The first 5K to Devil’s Kitchen campground is similar to the section Moonlight Head - Gables.
Big curves, but relatively flat. I power-walk with some running to get as much distance out
of the quickly disappearing daylight. I manage to get through this section before switching
on the headlights. My Black Diamond lights are really powerful, which is nice as it widens
out the somewhat claustrophobic corridor (in 2014 I had a really crappy light which made
the path sometimes difficult to follow). Suddenly I’m face to face with a swamp wallaby.

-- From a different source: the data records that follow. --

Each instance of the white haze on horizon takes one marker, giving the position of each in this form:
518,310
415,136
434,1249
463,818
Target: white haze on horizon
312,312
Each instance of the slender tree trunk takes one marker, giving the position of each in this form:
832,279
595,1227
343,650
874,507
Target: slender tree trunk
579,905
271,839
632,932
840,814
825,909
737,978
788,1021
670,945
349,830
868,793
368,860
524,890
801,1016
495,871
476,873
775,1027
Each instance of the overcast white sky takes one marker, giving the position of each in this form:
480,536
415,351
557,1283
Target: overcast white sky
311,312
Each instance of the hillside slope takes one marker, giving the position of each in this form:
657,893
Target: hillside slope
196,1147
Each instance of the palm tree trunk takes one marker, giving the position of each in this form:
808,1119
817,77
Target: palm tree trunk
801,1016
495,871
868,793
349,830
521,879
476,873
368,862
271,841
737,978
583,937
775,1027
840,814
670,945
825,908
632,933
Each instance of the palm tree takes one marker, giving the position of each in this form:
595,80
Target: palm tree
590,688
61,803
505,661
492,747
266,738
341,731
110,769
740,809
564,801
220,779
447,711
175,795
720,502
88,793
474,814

Don’t know who’s more surprised but we politely pass each other. It’s a bright moon but it’s
too tricky to rely on that – too many rocks and roots. But headlights do mean you don’t get
to enjoy the starry night sky.
What’s that brightly reflecting beacon in front of me? Oh, it’s someone’s safety vest. Would
they be off for a pee? I don’t hear a thing so I take the vest and stuff it in my pack. A few K
further on just when I get close to the Gellibrand River I see a bright light ahead, it grows
bigger and it seems to target me…. Ha, it’s a runner asking me whether I’ve seen a fluoro
vest. Better than that, I say… And after a thanks, he bolts off again. I hit the road section to
Princetown and soon enough cross the bridge. Great to see that it’s only 7.7K to go.
While I know I’m on top of cliffs, from here it really is a stretch of dunes – up and down. First
sandy/stony, then boardwalks with rubber matting. Easy to trip though – particularly with
the stone steps hidden under sand. All of a sudden I come across two runners sitting on the
track, one injured. I offer my jacket for the assisting runner to stay warm until aid arrives.
After some 10mins I run into the medical team on their way to assist. They tell me it’s only a
K and a half to the finish. I’m elated but should know better. Turns out it’s almost 2K to the
Just when I start to grumble, I stumble on the kindly volunteer pointing across the carpark
to the roadway tunnel entrance. That’s my trigger to start running again and after another K
or so, the pavilion appears and another little group of people points me along the witches
hats. Stripping off the safety vest and switching off the lights for Brett’s camera, I cross the
finish line after 16h14m, a PB of sorts. It’s cold and windy here – big appreciation for the
GOW crew who make you feel warm, while they must be freezing after so many hours. The
heaters work overtime but I’m glad to catch a ride to Port Campbell and collapse in bed.
Big thanks to the volunteers and “the crew” – amazing how well you all read how we feel,
what words we need to hear, what we want stocked up, and what we need to drink/eat. It
can get a bit lonely on the course so the morale boost at the check points is palpable.
Thanks Andy for continuing to put up such a great run, … and for putting up with us!